Brentford’s high-wire act
On the other side, Brentford arrive at Anfield in a position they would have taken at the start of the season: ninth place, 52 points, safe, competitive, and still with something meaningful to chase.
Thomas Frank’s side are not here to applaud the farewells. They are chasing Europe. A win on Sunday would haul them into eighth or better and guarantee continental football, a remarkable achievement for a club still punching above its financial weight.
The stakes for the Bees are brutal in their own way. Victory could launch them into Europe; defeat could drag them down as far as 12th in a congested midtable pack. One result, four possible places, two very different versions of how this campaign will be remembered.
Brentford will have to navigate their own absences. Antoni Milambo (knee), Fabio Carvalho (torn ACL), and Rico Henry (thigh) are all out, removing some of the depth and dynamism that usually fuel Frank’s aggressive, front-foot style. Even so, this is a side that relishes chaos, counter-attacks, and set pieces — exactly the kind of weapons that can rattle a team carrying both expectation and emotion.
Where this could be won
Anfield will demand Liverpool set the tempo. Slot’s side must marry control with urgency, avoid being dragged into a frantic, end-to-end contest that suits Brentford’s instincts, and protect that six-goal cushion in case Bournemouth run riot elsewhere.

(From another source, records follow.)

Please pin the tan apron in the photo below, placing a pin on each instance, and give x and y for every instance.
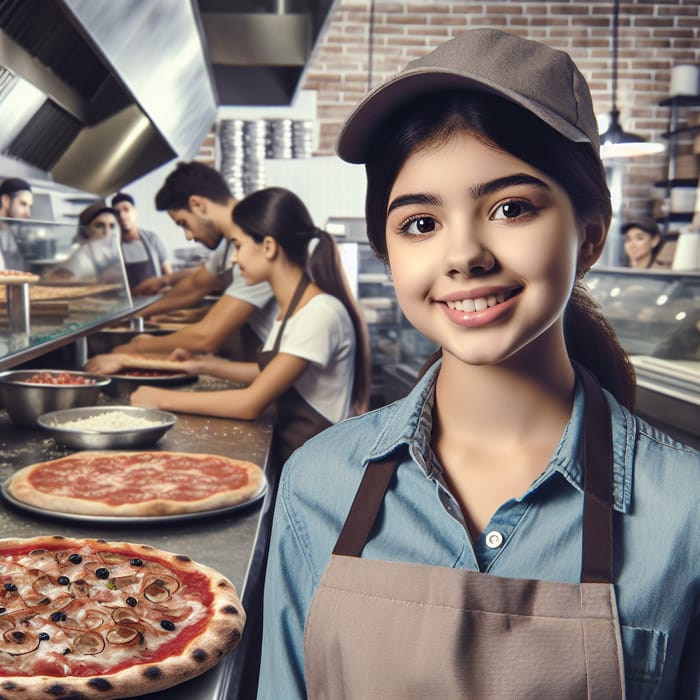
(379, 629)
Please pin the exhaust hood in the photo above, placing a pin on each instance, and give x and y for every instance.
(96, 93)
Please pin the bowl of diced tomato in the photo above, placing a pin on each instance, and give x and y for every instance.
(28, 393)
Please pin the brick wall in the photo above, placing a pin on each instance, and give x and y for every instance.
(652, 37)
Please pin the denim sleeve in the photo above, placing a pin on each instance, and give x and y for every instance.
(289, 588)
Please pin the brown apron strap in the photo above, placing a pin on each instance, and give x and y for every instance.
(365, 507)
(298, 292)
(597, 555)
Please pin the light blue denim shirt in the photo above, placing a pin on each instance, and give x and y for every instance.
(656, 537)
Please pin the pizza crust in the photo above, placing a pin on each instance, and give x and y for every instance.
(159, 470)
(218, 636)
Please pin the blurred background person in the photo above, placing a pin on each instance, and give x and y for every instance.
(145, 255)
(643, 242)
(16, 201)
(97, 257)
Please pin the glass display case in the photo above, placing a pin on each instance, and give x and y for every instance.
(66, 299)
(656, 316)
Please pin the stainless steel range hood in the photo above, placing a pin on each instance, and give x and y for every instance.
(96, 93)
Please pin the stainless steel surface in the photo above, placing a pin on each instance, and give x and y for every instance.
(55, 423)
(17, 348)
(110, 120)
(26, 401)
(224, 542)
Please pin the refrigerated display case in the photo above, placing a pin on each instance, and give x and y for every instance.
(656, 316)
(56, 311)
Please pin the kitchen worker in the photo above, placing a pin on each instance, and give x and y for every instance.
(97, 257)
(144, 252)
(16, 201)
(198, 199)
(509, 529)
(642, 243)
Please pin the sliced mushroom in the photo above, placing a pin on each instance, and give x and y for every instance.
(170, 583)
(123, 635)
(156, 592)
(89, 643)
(122, 582)
(113, 557)
(122, 615)
(16, 642)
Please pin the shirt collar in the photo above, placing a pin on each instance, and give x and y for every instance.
(409, 427)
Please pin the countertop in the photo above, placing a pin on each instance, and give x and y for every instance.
(222, 542)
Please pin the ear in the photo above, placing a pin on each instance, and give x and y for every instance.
(197, 204)
(270, 247)
(593, 240)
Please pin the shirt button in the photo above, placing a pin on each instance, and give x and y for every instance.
(494, 539)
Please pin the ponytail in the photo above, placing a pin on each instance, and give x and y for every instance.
(326, 272)
(592, 342)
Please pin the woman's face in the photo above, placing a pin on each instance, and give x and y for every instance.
(482, 248)
(250, 256)
(639, 246)
(102, 226)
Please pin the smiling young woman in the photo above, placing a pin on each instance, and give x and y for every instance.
(511, 494)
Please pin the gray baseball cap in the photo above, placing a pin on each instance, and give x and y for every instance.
(541, 79)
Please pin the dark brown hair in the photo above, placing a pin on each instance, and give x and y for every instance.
(576, 167)
(279, 213)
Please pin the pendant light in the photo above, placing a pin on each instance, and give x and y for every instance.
(615, 142)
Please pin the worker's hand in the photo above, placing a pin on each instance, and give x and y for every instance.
(109, 363)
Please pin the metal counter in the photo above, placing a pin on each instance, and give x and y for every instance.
(223, 542)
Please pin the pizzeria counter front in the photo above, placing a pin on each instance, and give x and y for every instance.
(223, 540)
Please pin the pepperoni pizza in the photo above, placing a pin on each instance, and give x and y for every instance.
(136, 483)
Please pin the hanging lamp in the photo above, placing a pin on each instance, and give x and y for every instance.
(615, 142)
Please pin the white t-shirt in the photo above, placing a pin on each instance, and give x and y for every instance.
(322, 333)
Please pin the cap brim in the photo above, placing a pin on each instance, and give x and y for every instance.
(361, 126)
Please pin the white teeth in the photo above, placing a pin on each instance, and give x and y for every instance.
(478, 304)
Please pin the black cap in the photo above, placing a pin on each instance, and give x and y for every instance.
(123, 197)
(13, 185)
(94, 210)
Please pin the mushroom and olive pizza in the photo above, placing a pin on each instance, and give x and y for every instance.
(85, 618)
(137, 484)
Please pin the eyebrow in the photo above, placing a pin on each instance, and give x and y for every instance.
(477, 191)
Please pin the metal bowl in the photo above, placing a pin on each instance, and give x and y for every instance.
(25, 401)
(56, 422)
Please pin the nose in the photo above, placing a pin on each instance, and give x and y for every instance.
(466, 251)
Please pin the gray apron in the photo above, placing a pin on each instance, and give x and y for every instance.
(378, 629)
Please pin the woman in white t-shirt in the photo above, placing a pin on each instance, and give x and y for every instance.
(315, 362)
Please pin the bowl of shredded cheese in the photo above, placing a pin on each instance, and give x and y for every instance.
(107, 427)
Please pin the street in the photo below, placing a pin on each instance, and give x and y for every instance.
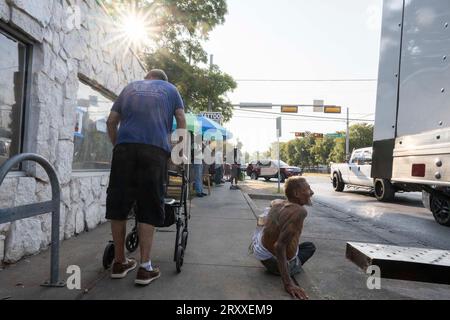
(356, 216)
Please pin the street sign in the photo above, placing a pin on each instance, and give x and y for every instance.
(289, 109)
(318, 105)
(332, 109)
(335, 135)
(279, 134)
(252, 105)
(215, 116)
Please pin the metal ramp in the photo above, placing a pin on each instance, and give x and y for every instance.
(402, 263)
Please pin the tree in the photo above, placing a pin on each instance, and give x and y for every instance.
(322, 149)
(179, 27)
(337, 154)
(361, 136)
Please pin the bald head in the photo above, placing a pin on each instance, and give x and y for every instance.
(157, 74)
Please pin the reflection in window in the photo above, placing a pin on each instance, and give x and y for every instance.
(13, 56)
(93, 150)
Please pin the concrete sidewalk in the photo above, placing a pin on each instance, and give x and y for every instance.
(216, 264)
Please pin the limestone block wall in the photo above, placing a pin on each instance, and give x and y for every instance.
(65, 48)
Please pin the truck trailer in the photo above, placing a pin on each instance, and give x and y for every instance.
(411, 150)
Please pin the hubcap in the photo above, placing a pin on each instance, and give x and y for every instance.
(440, 208)
(379, 189)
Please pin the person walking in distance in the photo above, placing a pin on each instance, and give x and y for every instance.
(144, 110)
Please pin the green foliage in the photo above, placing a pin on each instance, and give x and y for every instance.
(196, 85)
(309, 151)
(178, 29)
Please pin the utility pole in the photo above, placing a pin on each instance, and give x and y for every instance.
(347, 140)
(211, 61)
(278, 146)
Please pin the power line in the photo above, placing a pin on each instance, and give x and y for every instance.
(266, 118)
(306, 80)
(303, 116)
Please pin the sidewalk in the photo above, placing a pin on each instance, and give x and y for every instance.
(216, 264)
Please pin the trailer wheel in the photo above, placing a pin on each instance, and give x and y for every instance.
(338, 185)
(384, 190)
(440, 208)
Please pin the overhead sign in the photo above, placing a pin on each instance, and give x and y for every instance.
(252, 105)
(335, 135)
(309, 134)
(289, 109)
(318, 105)
(279, 134)
(332, 109)
(215, 116)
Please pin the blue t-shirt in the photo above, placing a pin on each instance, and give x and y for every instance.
(147, 109)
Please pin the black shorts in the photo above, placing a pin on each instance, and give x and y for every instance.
(138, 174)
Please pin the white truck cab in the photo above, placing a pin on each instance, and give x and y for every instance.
(356, 172)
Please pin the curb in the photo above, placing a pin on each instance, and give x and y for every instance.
(266, 196)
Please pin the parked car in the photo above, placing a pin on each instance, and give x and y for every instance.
(357, 173)
(268, 169)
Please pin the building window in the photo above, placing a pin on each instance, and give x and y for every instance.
(93, 149)
(13, 70)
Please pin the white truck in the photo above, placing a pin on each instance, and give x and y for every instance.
(411, 149)
(355, 173)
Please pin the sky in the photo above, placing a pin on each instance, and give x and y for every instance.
(298, 39)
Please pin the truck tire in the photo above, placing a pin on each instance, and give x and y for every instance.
(338, 185)
(384, 190)
(440, 207)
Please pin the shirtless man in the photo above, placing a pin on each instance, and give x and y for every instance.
(277, 244)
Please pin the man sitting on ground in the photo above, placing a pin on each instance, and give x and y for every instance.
(276, 245)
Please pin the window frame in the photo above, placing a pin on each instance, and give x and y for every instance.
(15, 35)
(107, 94)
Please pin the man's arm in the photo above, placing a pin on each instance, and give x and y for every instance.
(289, 230)
(112, 123)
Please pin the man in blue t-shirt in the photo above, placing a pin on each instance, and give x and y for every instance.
(145, 111)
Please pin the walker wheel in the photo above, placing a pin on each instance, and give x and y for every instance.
(132, 241)
(108, 255)
(184, 238)
(180, 258)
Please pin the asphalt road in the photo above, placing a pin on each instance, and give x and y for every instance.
(356, 216)
(403, 221)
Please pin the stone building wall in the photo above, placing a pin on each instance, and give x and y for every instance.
(65, 48)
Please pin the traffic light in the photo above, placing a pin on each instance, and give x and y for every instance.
(332, 109)
(289, 109)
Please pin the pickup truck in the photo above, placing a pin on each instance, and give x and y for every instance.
(354, 173)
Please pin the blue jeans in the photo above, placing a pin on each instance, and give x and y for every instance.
(305, 252)
(198, 173)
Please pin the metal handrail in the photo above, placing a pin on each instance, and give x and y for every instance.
(31, 210)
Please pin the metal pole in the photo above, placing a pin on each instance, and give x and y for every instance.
(279, 171)
(347, 140)
(211, 60)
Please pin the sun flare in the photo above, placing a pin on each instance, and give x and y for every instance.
(133, 27)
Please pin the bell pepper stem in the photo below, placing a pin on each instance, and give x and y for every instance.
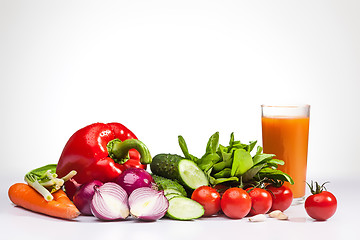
(119, 150)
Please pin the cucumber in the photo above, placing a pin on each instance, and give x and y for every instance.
(175, 167)
(183, 208)
(169, 186)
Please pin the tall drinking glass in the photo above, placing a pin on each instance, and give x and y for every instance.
(285, 133)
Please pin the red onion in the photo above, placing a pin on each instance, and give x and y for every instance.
(148, 204)
(82, 198)
(110, 202)
(134, 178)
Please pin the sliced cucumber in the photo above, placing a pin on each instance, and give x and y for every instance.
(182, 208)
(177, 168)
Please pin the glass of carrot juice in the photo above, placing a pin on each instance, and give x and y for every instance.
(285, 133)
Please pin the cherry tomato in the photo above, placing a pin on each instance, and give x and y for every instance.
(209, 198)
(281, 197)
(321, 205)
(236, 203)
(261, 201)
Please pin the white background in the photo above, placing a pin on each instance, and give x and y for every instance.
(169, 68)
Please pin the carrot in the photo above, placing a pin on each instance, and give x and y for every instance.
(25, 196)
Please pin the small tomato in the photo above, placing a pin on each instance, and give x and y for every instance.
(261, 201)
(321, 205)
(209, 198)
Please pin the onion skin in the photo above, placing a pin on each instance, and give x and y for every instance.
(82, 198)
(148, 204)
(110, 202)
(134, 178)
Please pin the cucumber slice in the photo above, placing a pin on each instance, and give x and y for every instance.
(182, 208)
(191, 175)
(169, 186)
(178, 168)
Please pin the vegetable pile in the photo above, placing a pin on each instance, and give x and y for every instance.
(102, 173)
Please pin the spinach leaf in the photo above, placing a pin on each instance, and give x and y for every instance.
(250, 174)
(262, 157)
(185, 150)
(241, 163)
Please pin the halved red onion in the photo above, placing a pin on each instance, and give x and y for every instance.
(83, 197)
(110, 202)
(148, 204)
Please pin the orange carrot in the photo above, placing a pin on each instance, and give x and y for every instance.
(25, 196)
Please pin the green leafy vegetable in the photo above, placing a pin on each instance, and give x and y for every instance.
(241, 163)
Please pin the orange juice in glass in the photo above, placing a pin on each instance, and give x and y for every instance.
(285, 133)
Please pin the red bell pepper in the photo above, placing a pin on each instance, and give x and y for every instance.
(100, 152)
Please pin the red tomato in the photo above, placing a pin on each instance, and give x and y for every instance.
(235, 203)
(281, 197)
(321, 206)
(209, 198)
(261, 201)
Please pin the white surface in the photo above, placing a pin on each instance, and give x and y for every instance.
(17, 223)
(165, 68)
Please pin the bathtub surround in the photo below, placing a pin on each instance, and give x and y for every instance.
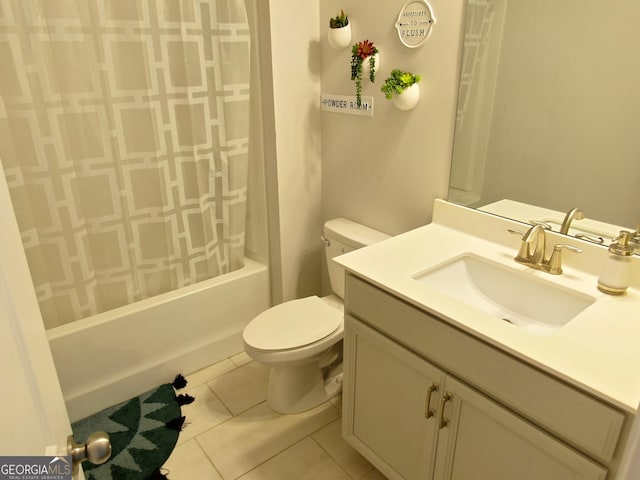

The key lies in midfield composure and defensive concentration. Without Endo’s screening, Liverpool’s back line will need sharper protection. Any lapse against Brentford’s quick breaks or aerial threat could turn a comfortable afternoon into a nervous one.
For Brentford, the plan is simple in theory, brutal in execution: survive the early surge, silence the crowd, and then pounce on any anxiety. If they can keep it tight into the second half, every misplaced pass and every half-chance will tighten the knot in Liverpool stomachs.
Prediction
The occasion, the stakes, and the farewells point towards Liverpool finding a response after their late-season slide. Brentford will not roll over, and there is every chance of a tense, open contest, but Anfield usually has its say on days like this.
Liverpool to edge it, secure their Champions League return, and send Robertson and Salah off the Anfield pitch with the kind of farewell they have earned.
For both clubs, the question is the same as the teams walk out: is this the end of a chapter, or the start of something bigger?